Барсы и беркуты, до отхода последнего корабля защищавшие космопорт, знали, что за ними уже не вернутся, и Олифант[3] не протрубит. Потому выбор сеньоры Эстении, которая надеялась своей жертвой задобрить судьбу, чтобы та пощадила сына, хоть и выглядел совершенно иррационально, но не мог не внушать уважение. Тем более, что самоотверженная мать оказалась права: чудо встречи, пускай в таком жутком месте, но все-таки состоявшейся, внушало сомнения в том, что все в этом мире объясняется законами математической логики и трезвого рассудка.
Поддаваясь эмоциям, Туся с тревогой подумала о кораблях: не исчерпали ли они с барсами свой лимит удачи. Пускай из-за взяточников и предателей у Командора и его группы все шло не по плану, обстоятельства до сего момента им благоприятствовали. Другое дело, что Арсеньев и его ребята тоже не сидели сложа руки и точно древние герои, дерзавшие оспаривать волю богов, то и дело прогибали под себя судьбу, преодолевая препятствия, приходя друг другу на помощь, не бросая раненых и слабых.
И все же она бы дорого дала, чтобы узнать, где сейчас Командор: капитан третьего ранга Александр Андреевич Арсеньев, Саня, как называл его Петрович, Саша, как хотела бы его называть она.

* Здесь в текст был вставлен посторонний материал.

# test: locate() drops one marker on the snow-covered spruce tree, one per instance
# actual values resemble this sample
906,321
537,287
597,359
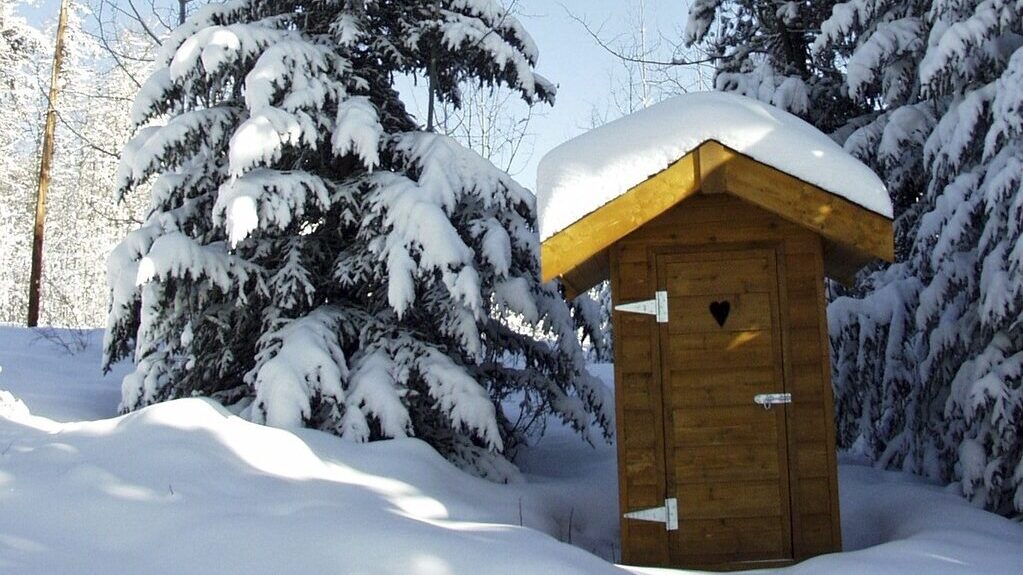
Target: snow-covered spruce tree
761,50
950,78
313,258
928,351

Жив ли он, добрался ли до цели или скошенный бездумной очередью остался на берегу волчьей сытью, горстью летящего над океаном пепла?
Пытаясь отвлечься от совершенно некстати подкравшихся тяжких дум и не желая назойливым вниманием смущать мать и сына, Туся решила посмотреть, как перенес последнюю часть путешествия бедный Дирижер. Да и бойцам из Космопорта она тоже посильную помощь могла бы оказать. Изворачиваясь в наручниках, как червяк, девушка добралась до аппаратов и с облегчением убедилась, что все приборы на месте и в их показаниях в худшую сторону почти ничего не изменилось. Даже температура радиста героически держалась на уровне субфебрильной. Туся размышляла о том, удастся ли в ближайшие часы поменять повязку, закрывающую шов, который не сильно, но кровоточил, когда почти над ухом раздался знакомый, да что там говорить, почти родной голос:
— Что значит не заметил патруль?! Тебя специально оставили на берегу охранять раненых и девушку! И кому ты теперь будешь рассказывать о том, что почти вошел в систему?
Туся едва сдержалась, чтобы не завизжать от радости или не разрыдаться, как молитву повторяя извечное: живой!
Арсеньев ее восторга, кажется не разделял. Его брови сошлись на переносице с суровостью Симплегад[4], в обращенных на Дина глазах клокотала ярость. Буквально сгоравший от стыда, молодой барс попытался сказать что-то в свое оправдание, однако Арсеньев тут же и очень резко его осадил:
— Молчать! То же мне защитник! Да лучше бы я Рите скорчер доверил!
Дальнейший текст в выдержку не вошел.